With the accusation, “Never mind if patients die in the interim,” the editorial board of the conservative Wall Street Journal expressed frustration at how the Food and Drug Administration (FDA) is being run by Commissioner Marty Makary.
In a harsh editorial late Wednesday, the editors noted that, under Makary’s watch, approval of drugs has slowed considerably and unreasonably in the past few months as Makary has asserted himself after being appointed by Donald Trump.
Makary, who has previously been criticized for claiming on TV, medical professionals need “to treat more diabetes with cooking classes, not just throwing insulin at people," is now being accused of “torpedoing of an immunotherapy shot for advanced melanoma and slow-rolling a treatment for a rare disease” which should be “raising big questions.”
The therapy for melanoma was singled out by the editors who explained, “A case in point is Replimune’s melanoma treatment, which the FDA rejected last month. About a third of patients who hadn’t responded to prior immunotherapy showed a strong response to Replimune’s in a clinical trial.”

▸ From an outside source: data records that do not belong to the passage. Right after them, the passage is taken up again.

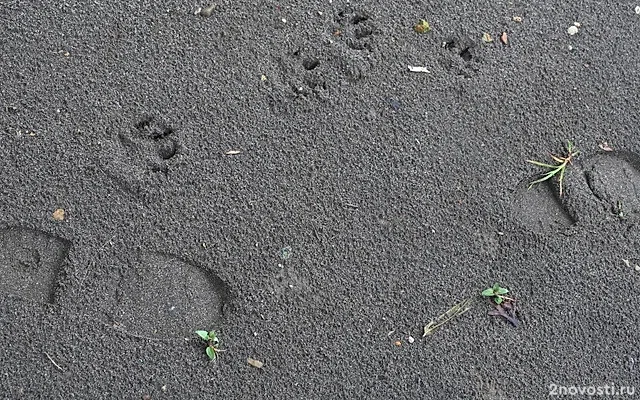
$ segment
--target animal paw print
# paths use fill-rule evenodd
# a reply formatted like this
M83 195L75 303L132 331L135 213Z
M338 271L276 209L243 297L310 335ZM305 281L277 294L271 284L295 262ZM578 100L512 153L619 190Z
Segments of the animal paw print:
M478 72L476 42L469 38L447 38L442 42L445 50L442 64L448 71L466 78Z
M174 128L158 117L146 116L107 138L101 166L125 190L142 194L166 186L181 149Z
M366 11L345 8L336 15L333 36L352 50L373 51L373 33L373 22Z

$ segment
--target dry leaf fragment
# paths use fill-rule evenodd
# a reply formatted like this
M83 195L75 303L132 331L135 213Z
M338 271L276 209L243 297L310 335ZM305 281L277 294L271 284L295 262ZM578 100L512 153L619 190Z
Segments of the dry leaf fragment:
M409 71L411 72L424 72L425 74L428 74L431 72L427 69L427 67L414 67L413 65L409 65L408 67L409 67Z
M500 35L500 41L505 45L509 44L509 37L507 36L507 32L502 32L502 35Z
M242 153L242 151L240 150L228 150L224 154L228 156L235 156L236 154L240 154L240 153Z
M519 16L516 15L516 16L513 17L513 20L515 22L522 22L522 17L519 17Z
M426 33L431 31L431 25L424 19L421 19L414 27L413 30L417 33Z
M200 15L202 15L205 18L209 18L211 16L211 14L213 14L213 10L216 9L216 5L215 4L211 4L209 7L205 7L203 9L200 10Z
M252 367L256 367L256 368L264 367L264 363L262 361L255 360L251 357L247 358L247 363L249 363L249 365L251 365Z
M402 346L402 342L399 340L396 340L395 342L393 342L393 344L395 344L396 346Z
M491 43L493 42L493 38L491 37L491 35L489 35L487 32L482 34L482 41L485 43Z
M64 210L62 208L58 208L53 212L53 219L56 221L64 220Z
M613 151L613 149L609 147L609 144L607 142L600 143L598 147L600 147L604 151Z

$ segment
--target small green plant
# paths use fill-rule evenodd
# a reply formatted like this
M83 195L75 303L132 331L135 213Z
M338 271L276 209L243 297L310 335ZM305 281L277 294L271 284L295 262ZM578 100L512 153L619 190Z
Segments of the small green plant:
M560 157L560 156L555 156L551 154L551 158L553 158L553 160L558 163L556 165L545 164L543 162L535 161L535 160L527 160L527 162L530 162L531 164L548 169L548 171L542 176L542 178L536 179L535 181L529 184L529 189L531 189L533 185L536 185L540 182L544 182L547 179L551 179L554 176L560 174L560 176L558 177L558 184L560 185L560 197L562 197L562 192L563 192L562 182L564 180L565 170L567 169L567 165L571 164L571 160L573 159L573 157L577 156L579 153L580 153L579 151L575 150L575 147L573 146L573 142L568 140L567 154L565 156Z
M206 352L210 360L215 360L218 358L218 353L224 351L220 348L220 338L218 338L218 333L216 331L196 331L196 334L200 336L202 340L207 342Z
M502 304L505 300L512 300L509 297L505 296L505 294L509 293L508 289L505 289L500 286L500 284L496 283L493 287L487 288L482 291L483 297L490 297L496 304Z

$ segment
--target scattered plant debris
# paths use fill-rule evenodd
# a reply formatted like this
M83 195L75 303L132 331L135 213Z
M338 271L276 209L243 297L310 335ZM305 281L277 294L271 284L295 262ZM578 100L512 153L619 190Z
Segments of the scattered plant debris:
M490 34L488 34L487 32L482 34L482 41L485 43L491 43L493 42L493 38L491 37Z
M242 151L240 150L228 150L224 154L228 156L235 156L236 154L240 154L240 153L242 153Z
M522 17L519 17L519 16L516 15L516 16L513 17L513 21L520 23L520 22L522 22Z
M255 367L255 368L258 368L258 369L264 367L264 363L262 361L253 359L251 357L247 358L247 363L249 365L251 365L252 367Z
M496 309L489 311L489 315L492 317L502 317L509 321L514 327L518 327L520 321L516 317L516 302L515 300L507 300L502 304L496 304Z
M482 297L489 298L491 300L491 304L495 306L494 310L489 311L489 315L491 316L501 316L509 321L513 326L518 326L519 321L516 316L516 300L505 296L509 293L509 290L500 286L500 284L496 283L492 287L487 288L481 292ZM440 327L442 327L447 322L450 322L456 317L464 314L469 311L475 304L475 300L478 297L474 296L468 298L455 306L451 307L442 315L438 316L438 318L429 322L427 326L424 327L424 333L422 337L429 336L437 331ZM393 332L391 332L393 333ZM409 341L411 343L411 341Z
M505 296L507 293L509 293L509 289L495 283L492 287L483 290L482 296L491 299L491 304L495 306L495 310L489 311L489 315L502 317L517 327L519 321L516 317L516 300Z
M544 174L542 178L536 179L535 181L531 182L529 184L529 189L531 189L533 185L536 185L540 182L544 182L547 179L551 179L555 175L560 174L558 178L558 183L560 185L560 197L562 197L562 193L563 193L562 182L564 180L565 170L567 168L567 165L571 164L571 160L573 159L573 157L577 156L579 153L580 153L579 151L575 150L575 147L573 146L573 142L569 140L567 141L567 154L565 156L560 157L560 156L554 156L553 154L551 154L551 158L553 158L553 160L558 163L556 165L545 164L540 161L527 160L531 164L534 164L549 170L547 171L547 173Z
M196 331L196 334L200 336L202 340L207 342L206 353L209 356L211 361L216 360L218 358L218 353L224 351L220 348L220 338L218 338L218 334L216 331Z
M429 336L437 331L442 325L447 322L453 320L456 317L461 316L471 309L473 306L474 298L471 297L469 299L463 300L455 306L448 309L446 312L438 316L435 320L429 322L427 326L424 327L424 333L422 337Z
M421 19L414 27L413 30L417 33L427 33L431 31L431 25L424 19Z

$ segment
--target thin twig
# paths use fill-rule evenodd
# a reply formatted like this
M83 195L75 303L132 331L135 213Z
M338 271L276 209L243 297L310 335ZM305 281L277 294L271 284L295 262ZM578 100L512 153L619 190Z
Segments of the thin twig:
M45 352L44 352L44 355L45 355L45 356L47 356L47 358L49 359L49 361L51 361L51 362L53 363L53 365L55 365L55 366L56 366L56 368L58 368L60 371L63 371L63 372L64 372L64 370L62 369L62 367L61 367L61 366L59 366L58 364L56 364L56 362L55 362L55 361L53 361L53 358L51 358L51 356L49 355L49 353L47 353L47 352L45 351Z

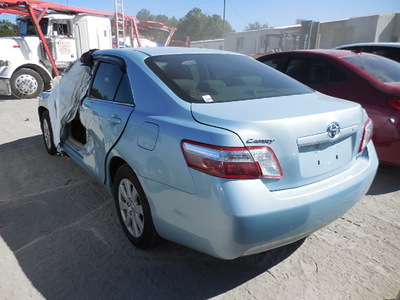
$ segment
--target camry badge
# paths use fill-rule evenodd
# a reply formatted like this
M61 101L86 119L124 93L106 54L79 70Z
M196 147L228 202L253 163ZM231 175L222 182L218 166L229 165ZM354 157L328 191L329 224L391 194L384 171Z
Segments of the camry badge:
M247 144L267 144L271 145L275 140L271 139L248 139L246 141Z
M332 122L331 124L328 125L328 128L326 129L326 132L328 133L328 136L330 138L334 138L340 133L340 125L338 122Z

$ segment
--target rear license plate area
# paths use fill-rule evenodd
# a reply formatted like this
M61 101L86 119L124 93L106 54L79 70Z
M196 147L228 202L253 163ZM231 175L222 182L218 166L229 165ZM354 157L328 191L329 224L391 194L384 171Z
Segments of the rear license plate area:
M353 143L349 136L334 143L299 147L301 175L313 177L338 169L352 159Z

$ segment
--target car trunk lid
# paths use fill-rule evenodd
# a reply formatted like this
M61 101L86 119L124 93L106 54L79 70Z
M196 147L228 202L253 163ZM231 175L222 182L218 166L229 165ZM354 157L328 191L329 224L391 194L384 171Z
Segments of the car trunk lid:
M364 122L360 105L318 92L192 104L192 114L200 123L236 133L245 146L270 147L283 170L280 179L263 179L270 190L306 185L348 168L356 160Z

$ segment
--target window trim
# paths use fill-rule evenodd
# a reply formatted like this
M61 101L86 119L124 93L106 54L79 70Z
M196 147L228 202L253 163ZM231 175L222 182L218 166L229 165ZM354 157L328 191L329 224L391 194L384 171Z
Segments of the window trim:
M87 98L91 98L91 99L97 99L97 100L102 101L102 102L105 101L107 103L111 102L111 103L115 103L115 104L118 104L118 105L135 107L136 106L135 105L135 97L134 97L134 94L133 94L133 91L132 91L132 84L130 83L129 74L127 72L125 61L122 58L117 57L117 56L113 56L113 55L93 55L93 60L94 60L94 68L93 68L93 71L92 71L92 78L90 79L90 85L89 85L86 97ZM119 67L120 71L122 72L121 79L120 79L120 81L118 83L118 86L117 86L117 88L115 90L115 94L113 95L113 99L112 100L99 99L99 98L95 98L95 97L91 97L90 96L90 92L91 92L92 87L93 87L94 79L95 79L95 77L97 75L97 71L98 71L99 66L100 66L101 63L108 63L108 64L117 65ZM127 76L127 79L129 81L130 92L132 94L132 100L133 100L132 103L121 102L121 101L116 101L115 100L115 97L118 94L118 89L121 86L122 79L124 78L125 75Z

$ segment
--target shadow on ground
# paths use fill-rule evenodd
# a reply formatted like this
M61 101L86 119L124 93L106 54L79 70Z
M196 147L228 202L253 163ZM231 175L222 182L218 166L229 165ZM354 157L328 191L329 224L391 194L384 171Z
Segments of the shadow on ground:
M14 96L4 96L4 95L1 95L0 96L0 101L4 101L4 100L19 100L17 97L14 97Z
M367 195L382 195L400 190L400 166L379 165Z
M49 156L40 136L1 145L0 162L0 235L47 299L210 298L302 244L233 261L166 241L144 252L123 235L111 197L65 157Z

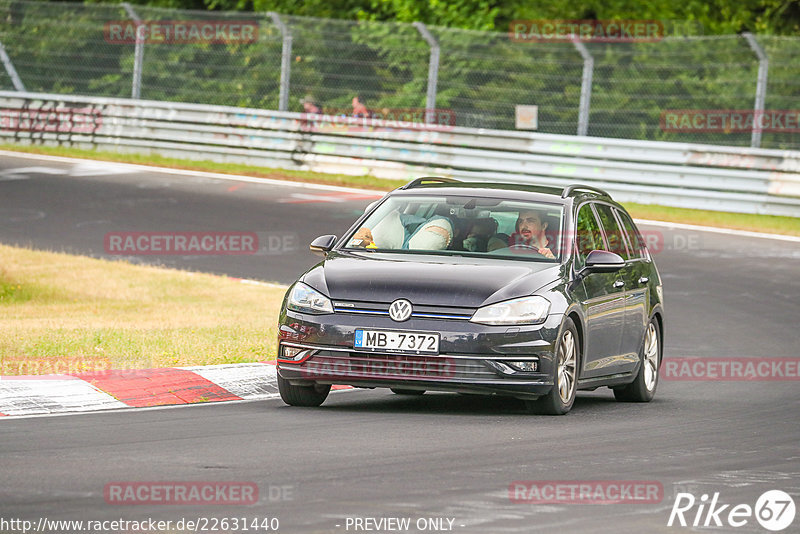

Noting that oncologists have been enthusiastic about the trials, the editors pointed out, “Tumors shrank in nearly all patients, and responses proved durable over three years,” and then added, “Yet the FDA said the trial was ‘not considered to be an adequate and well-controlled clinical investigation that provides substantial evidence of effectiveness.’”
The FDA is now facing criticism from doctors with Vishal Patel, a dermatology oncologist at George Washington University Cancer Center, complaining directly to Makary, “Physicians urgently want and need this agent based on the data they have seen,” and “The world looks for leadership from the FDA based on rationality, science and evidence,” coming from Melanoma World Society president Axel Hauschild.
“The buck stops with Dr. Makary,” editors wrote. “The finger-pointing and his continued support for [head of the biologics division] Dr. Prasad is creating tremendous uncertainty for pharmaceutical developers. If Dr. Makary really wants to make drug approvals for deadly and rare diseases faster and more flexible, he’d send a signal by ordering the FDA to reconsider Replimune’s treatment."